でも、いずれにしろ、颯爽とした歩き振りを想像できないのは確かでしょうね。
そのような情けない状況のもとでの歩行中に、車に泥をはねられたからといって、喧嘩を売るために、車を追いかけることができるのでしょうか。
まあ、追いかけることはできても、追いつくができた上に、喧嘩まで仕掛けることができるのでしょうか。
まあ運よく、信号待ちでその車が引っかかっていたとしても、追いついたときには、すでに、ハアハア、ゼイゼイと息を切らしているから、喧嘩の啖呵を切る前に、結果は見えるようで、悲惨でしょうね。
まぎれるどころか、余計に落ち込みそうです。(笑)
まあ、無謀と勇気はときとして、同じ顔をして現れますので、いくばかの経験を積んだ大人さえも、よくはき違えますから、若いときにはなおさらでしょうね。
いずれにしろ、喧嘩はあかんと、ふるえる声で、オカンっぽく口うるさくいってやりましょう。(笑)
狂った果実には 青空は似合わない
家を出たあの時の母のふるえる声は
今でも耳に響いてる 低く高く
果物狩りというのがありますが、やはり、果物狩りといえば、りんご狩りや梨狩りがいいですね。

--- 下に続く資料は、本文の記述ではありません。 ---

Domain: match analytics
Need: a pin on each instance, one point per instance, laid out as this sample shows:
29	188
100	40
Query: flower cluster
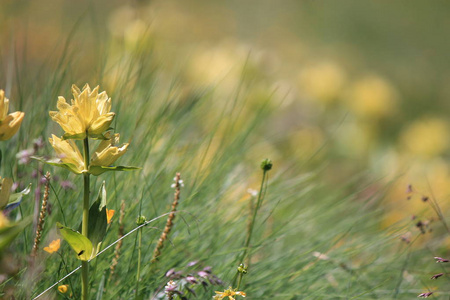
230	293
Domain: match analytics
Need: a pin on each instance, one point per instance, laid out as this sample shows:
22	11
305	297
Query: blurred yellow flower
323	82
230	293
89	113
63	288
109	215
107	152
372	96
68	153
53	247
3	220
428	137
9	124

たわわに実った果実をもぎ取るときに、垣間見える青空が、果実の鮮やかな、あかやみどり、きみどりに映えて、いいコントラストを醸し出します。
大阪でも、近郊では果物狩りが楽しめますが、いちご狩りやみかん狩が多く、いちごなどは露地栽培は少なくて、温室のビニールハウス内ですし、みかんも小山の陽の当たる場所ですが、若い低木が多くて、青空は似合わないです。(笑)

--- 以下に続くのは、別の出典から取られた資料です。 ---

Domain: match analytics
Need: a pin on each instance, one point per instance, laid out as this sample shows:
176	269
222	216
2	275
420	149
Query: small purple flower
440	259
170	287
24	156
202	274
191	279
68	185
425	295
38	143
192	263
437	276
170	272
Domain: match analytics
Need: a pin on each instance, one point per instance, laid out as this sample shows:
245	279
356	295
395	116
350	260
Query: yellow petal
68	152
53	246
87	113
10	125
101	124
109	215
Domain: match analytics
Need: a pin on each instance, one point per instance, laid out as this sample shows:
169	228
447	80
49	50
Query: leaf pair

そうそう、ぶどう狩りもできますが、ぶどう棚がテントみたいになって、やはり青空は見づらいし、なによりも、ぶどうの粒粒を食べるのに忙しいです。(笑)
そんな忙しさに親がかまけているちに、子どもがぐれて、家を出て行く…なんてことはないと思いますが、最近は、子どもが家出するんじゃなくて、親が家出させられる、いや生きて、家を出されるならまだしも、金属バットで殴られたり、灯油で焼かれたりして、棺で出されるような物騒な事件も頻発しています。
むかしは、親の家という意識があって、その主(あるじ)たる親に反抗し、立ち向かうには、その家を出ることしか考えなかったような気がしますが、いまは小さな頃から、狭いながらも個室を与えられて、分権的に、自分の城を持っています。
そこで妙に勘違いして、親が主であることを忘れてしまって、勝手気ままに振舞い、そして親はまた親で、子どもが部屋にいる時には、拒否されることを怖れて立ち入らずに、遠慮がちに留守のときにだけ、掃除と称して言い訳混じりに、立ち入るくらいしかしない。
これじゃ、ホテルかレンタルルームです。
いっそのこと、お母さんは、メイドの衣装でも着て、「ご主人様、今夜のお夜食をお持ちしました。」って、子どもに持っていったら、この親のもとにいたら危ないかもと、子どもは自立するかもしれません。(笑)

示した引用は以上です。